On April 26, Anthony Rizzo smacked his sixth, seventh, and eighth home runs of the 2022 season, catapulting himself into the major-league lead. Impressive, right? It certainly appears that way in the box score, but it was actually the least majestic three-homer game imaginable. That’s not a putdown; it’s like calling someone the slowest Indy 500 winner or the weakest championship bodybuilder. The feat in and of itself is hallowed, but here are his distances and expected batting averages per Statcast (xBA):

  • 346 feet, .180 xBA
  • 378 feet, .380 xBA
  • 327 feet, .010 xBA

Clearly, he used the short right-field wall in Yankee Stadium to his fullest advantage. The last one was especially dinky, just barely clearing the “4” in the “314 ft.” sign:

A batted ball with an .010 xBA based on launch angle and exit velocity means that 99% of similar batted balls are outs. Since Statcast started measuring such things, this is only the sixth home run ever hit with a .010 xBA. Still, it counts the same as an upper-deck moonshot.

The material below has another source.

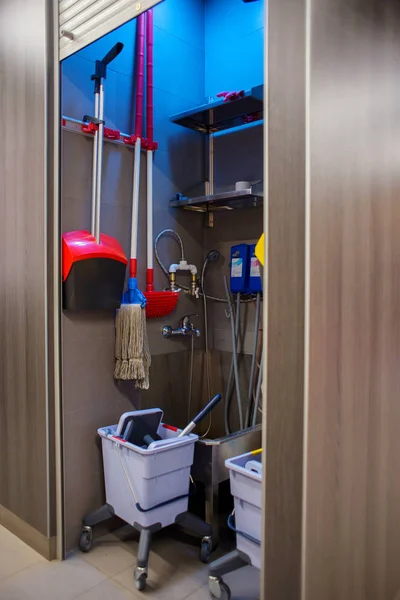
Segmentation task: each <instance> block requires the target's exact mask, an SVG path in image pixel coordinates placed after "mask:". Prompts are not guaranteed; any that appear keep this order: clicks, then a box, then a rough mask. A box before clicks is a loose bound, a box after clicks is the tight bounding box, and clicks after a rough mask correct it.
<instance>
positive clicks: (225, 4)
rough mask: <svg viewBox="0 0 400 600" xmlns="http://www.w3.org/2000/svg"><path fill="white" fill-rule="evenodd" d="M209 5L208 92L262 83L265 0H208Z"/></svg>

Everyone loves watching someone obliterate a baseball to humanity’s greatest possible extent, but there’s a headshaking beauty to chip shots like Rizzo’s. Here’s the shortest dinger ever captured by Statcast, a 302 ft. squeaker around the Pesky Pole by Lorenzo Cain in 2017:

In any other park, Mookie Betts would’ve caught the ball. Even if not, it’s a double, because it would’ve landed several yards away from the foul pole.

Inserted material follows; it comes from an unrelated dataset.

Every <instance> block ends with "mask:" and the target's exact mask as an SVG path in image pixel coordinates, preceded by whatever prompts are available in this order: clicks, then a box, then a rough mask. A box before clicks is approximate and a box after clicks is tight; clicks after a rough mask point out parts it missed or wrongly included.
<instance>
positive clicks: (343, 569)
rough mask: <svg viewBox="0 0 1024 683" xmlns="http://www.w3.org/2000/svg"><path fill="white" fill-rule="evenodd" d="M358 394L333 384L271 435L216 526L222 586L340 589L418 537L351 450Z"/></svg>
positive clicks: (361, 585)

Neither Rizzo nor Cain hit their homers terribly hard, but in 2019, Eugenio Suarez set a new bar for softest-contact dingers:

This dink shot traveled an estimated 340 feet, but its 86.7 mph exit velocity is the lowest ever for a ball that cleared the wall. Weather conditions must’ve been just right for the ball to carry as far as possible that day. The juiced baseballs in 2019 certainly helped as well.

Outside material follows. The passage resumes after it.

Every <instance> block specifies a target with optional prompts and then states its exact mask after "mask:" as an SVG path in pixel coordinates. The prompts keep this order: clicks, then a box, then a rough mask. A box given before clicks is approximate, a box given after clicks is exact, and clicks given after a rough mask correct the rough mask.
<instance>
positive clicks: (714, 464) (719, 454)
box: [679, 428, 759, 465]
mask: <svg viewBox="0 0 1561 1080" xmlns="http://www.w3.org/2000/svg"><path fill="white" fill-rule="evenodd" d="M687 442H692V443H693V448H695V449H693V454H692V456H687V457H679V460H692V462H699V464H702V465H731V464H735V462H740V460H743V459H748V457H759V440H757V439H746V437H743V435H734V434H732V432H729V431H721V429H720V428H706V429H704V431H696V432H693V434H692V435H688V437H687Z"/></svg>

The funny thing about baseball is that a player can sometimes do everything wrong and still make good. Every batter tries to hit the ball as hard as possible, but in 2021, Adam Eaton singled on this cue shot:

With an exit velocity of 13.7 mph, it’s the softest base hit ever recorded, excluding bunts.

What about the slowest extra base hit? It’s this 29.0 mph hustle double by Shohei Ohtani from last season:

It should come as no surprise that this is yet another feat only Ohtani can accomplish, albeit not as impressive as his usual heroics.

Just last week, Bryan Reynolds made a mockery of the Cubs’ defense with the slowest triple in the Statcast Era:

It seems that a casualty of the overshift was having nobody to cover third base. This 49.4 mph jam job is the very definition of hitting ’em where they ain’t.

Just as the shortest home run could only happen in Boston, the longest out had to be a casualty of Detroit’s cavernous center field. In 2021, Kyle Seager blasted this ball 427 feet, but Derek Hill tracked it down:

No wonder Seager retired. Is it fair that this bomb was a fly out whereas Rizzo’s popup counts as a home run? Of course not, but this is baseball. No one ever said it was fair.